Letters to the Editor

Thursday's letters to the editor

Krugman makes sense about stimulus

Nobel prize-winning economist Paul Krugman makes more good sense than all the other economic experts combined.

With a national unemployment rate of around 10 percent (or higher) for the foreseeable future, Krugman argued in his column Tuesday that we are still in a recession; therefore, the government should continue to stimulate the economy in order to create jobs. Interest payments on the national debt are projected to be only 3.5 percent of GDP --nothing to get hysterical about. After we have put people back to work, then we can begin reducing the budget deficit.

Furthermore, if you believe that whichever party has the majority in Congress (plus the presidency) should govern and be held accountable for its actions, then Krugman also is right that requiring a 60-vote super-majority to end filibusters and pass legislation is undemocratic and harmful to our country. Currently, one senator is blocking 70 presidential appointments, including anti-terrorism positions. This is outrageous. We don't need more government, but we do need a government that works.

ANTHONY J. DISTEFANO

Aiken

The government and 'Christian values'

The Tea Party movement has brought into focus the chasm in American politics.
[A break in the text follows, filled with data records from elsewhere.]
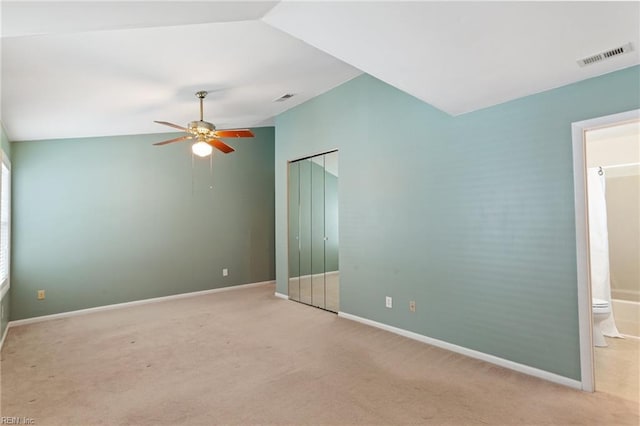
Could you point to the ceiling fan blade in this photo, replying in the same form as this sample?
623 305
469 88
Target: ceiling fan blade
181 138
175 126
216 143
234 133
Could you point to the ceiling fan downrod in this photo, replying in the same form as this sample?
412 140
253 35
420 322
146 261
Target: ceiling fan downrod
201 95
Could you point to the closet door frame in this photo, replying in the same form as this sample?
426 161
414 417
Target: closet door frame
289 212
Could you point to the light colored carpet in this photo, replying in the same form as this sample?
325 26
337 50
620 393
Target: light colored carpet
617 368
246 357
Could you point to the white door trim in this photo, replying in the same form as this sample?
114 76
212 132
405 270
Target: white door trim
578 130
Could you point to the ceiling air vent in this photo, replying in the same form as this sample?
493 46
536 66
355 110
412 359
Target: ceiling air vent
605 55
283 97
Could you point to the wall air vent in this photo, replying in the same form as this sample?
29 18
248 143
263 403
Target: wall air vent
283 97
602 56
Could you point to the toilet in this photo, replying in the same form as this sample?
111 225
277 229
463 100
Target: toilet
601 311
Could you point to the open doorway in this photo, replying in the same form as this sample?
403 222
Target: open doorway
607 191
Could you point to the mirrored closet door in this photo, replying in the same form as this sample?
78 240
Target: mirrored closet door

On the political right, we have people who view the population as a collection of individuals, some competent and some incompetent, with the former footing the bill for the care and feeding of the latter. The philosophy of the political right exalts the rights of the (competent) individual while it strives to minimize the use of communal action, as represented by government programs. Not surprisingly, the right opposes tax-supported governmental social programs to aid the lazy and the incompetent.
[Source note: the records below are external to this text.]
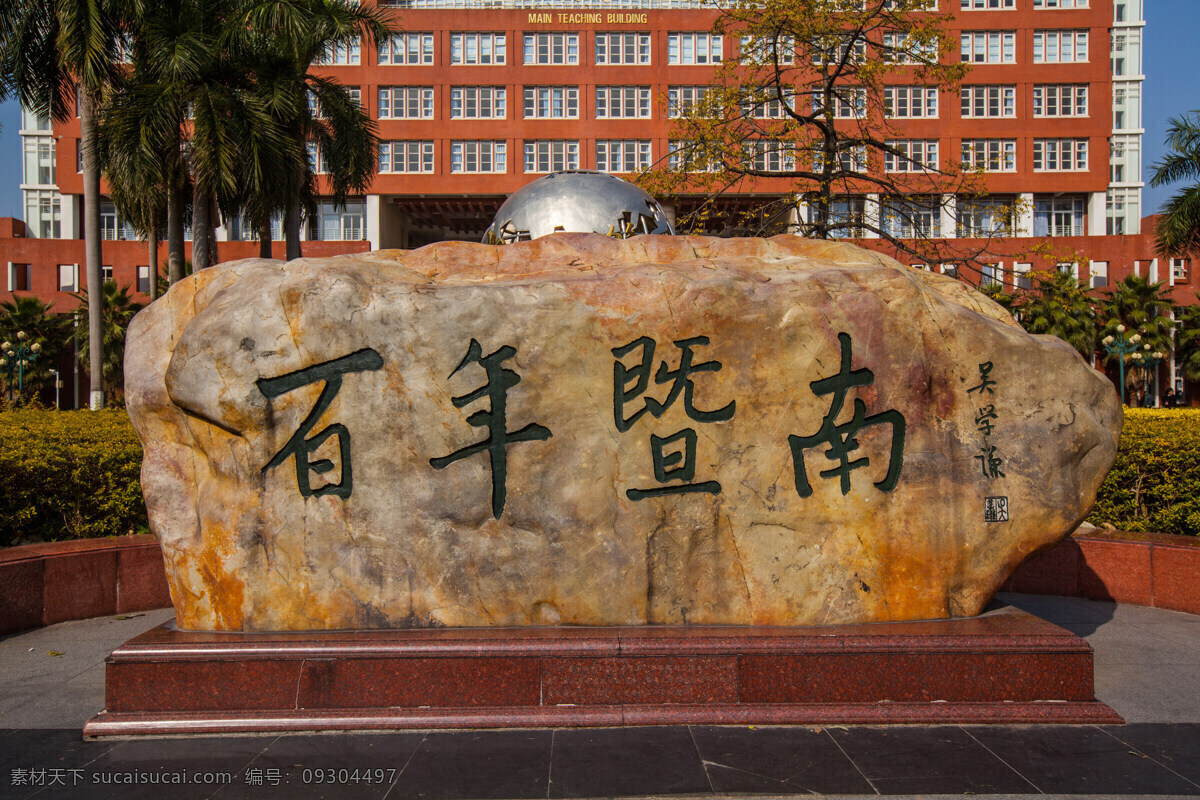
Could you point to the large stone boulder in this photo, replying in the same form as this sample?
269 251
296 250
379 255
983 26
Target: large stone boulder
585 431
Conversely, people on the left view society as a large community of people stationed on the same boat. They believe it is more effective to use collaborative measures to solve our common social and economic problems. The left believes that society as a whole is more important than any individual, and that it is reasonable for the community to address social and economic problems via targeted public programs supported by taxes. Alleviating the suffering of the less fortunate is viewed as a proper function of government.

It's ironic that those on the right are the ones who claim to be professing "Christian values." As I recall, Jesus favored helping the poor, the lame, the hungry, etc. If Christ could walk among us today, where do you suppose he would stand regarding social programs?

ED AYLWARD

Columbia

Cell phone limits are needed now

It is so unbelievably frustrating that our political officials are hesitant to pass a law that will limit the use of cell phones while driving. This should be a no-brainer. How many of us on I-20, I-26 or I-77 get run off the road or out of our lane on a weekly if not daily basis? Using cell phones while driving is not only a threat to the people on the road right now, but it's sending the wrong message to our up-and-coming drivers.
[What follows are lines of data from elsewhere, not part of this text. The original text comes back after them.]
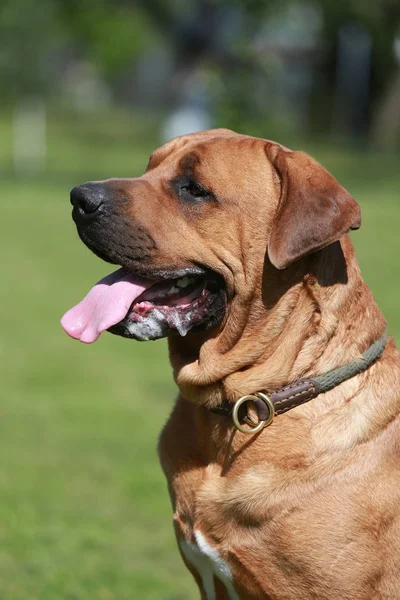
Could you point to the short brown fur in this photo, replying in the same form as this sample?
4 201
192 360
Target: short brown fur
308 508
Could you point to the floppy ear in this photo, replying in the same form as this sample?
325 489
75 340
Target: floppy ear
314 209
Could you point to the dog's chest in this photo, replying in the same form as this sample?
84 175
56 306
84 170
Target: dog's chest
207 560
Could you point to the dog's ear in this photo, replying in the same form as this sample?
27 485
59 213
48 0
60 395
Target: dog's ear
314 209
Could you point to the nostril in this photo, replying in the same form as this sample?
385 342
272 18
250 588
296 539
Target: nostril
86 198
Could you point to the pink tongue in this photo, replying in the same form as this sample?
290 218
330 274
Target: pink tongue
106 304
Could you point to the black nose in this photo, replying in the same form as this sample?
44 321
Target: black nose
88 197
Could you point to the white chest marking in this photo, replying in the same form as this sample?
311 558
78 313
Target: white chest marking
207 562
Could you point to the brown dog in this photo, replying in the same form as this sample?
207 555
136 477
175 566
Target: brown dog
236 249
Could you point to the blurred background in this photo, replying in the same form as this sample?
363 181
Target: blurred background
88 89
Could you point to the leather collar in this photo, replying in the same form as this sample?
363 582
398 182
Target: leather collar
268 405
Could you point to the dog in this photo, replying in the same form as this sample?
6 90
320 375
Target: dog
237 250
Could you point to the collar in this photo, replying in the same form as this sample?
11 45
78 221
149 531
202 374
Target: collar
267 406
If someone on a motorcycle was texting while he/she was driving, almost everyone would be outraged. Why isn't it the same for those driving cars or buses that carry our children? We need to get angry and take action to safeguard ourselves, families, friends, co-workers, neighbors, etc. It's just a matter of time before this becomes federal law and South Carolina will be forced to concede. Why wait? Let's start saving lives now. Please make all vehicles a cell phone free zone.

MEAGHAN JOBST

Lexington

Susan Smith's effort to seek new trial

Susan Smith wants a new trial because she claims her rights were violated 15 years ago. What about her children's rights? She decided on her own that they would not have any rights. If she gets a new trial and is acquitted, we should just open the jail doors and let everyone go.

GAIL WIGGINS

Columbia

Pay attention to kids' increased media use

Two critically important facts in the latest Kaiser Family Foundation survey of young people's media habits should be a wake-up call to parents and educators.

First, the more time young people spend in front of the screens (TV, computer, video game), the poorer their performance at school. Second, their time spent with media and technology means less time reading books, newspapers and magazines.

We all need to think about the implications of this exposure and to develop effective strategies, both at home and at school, that make sense for students' emotional and intellectual development.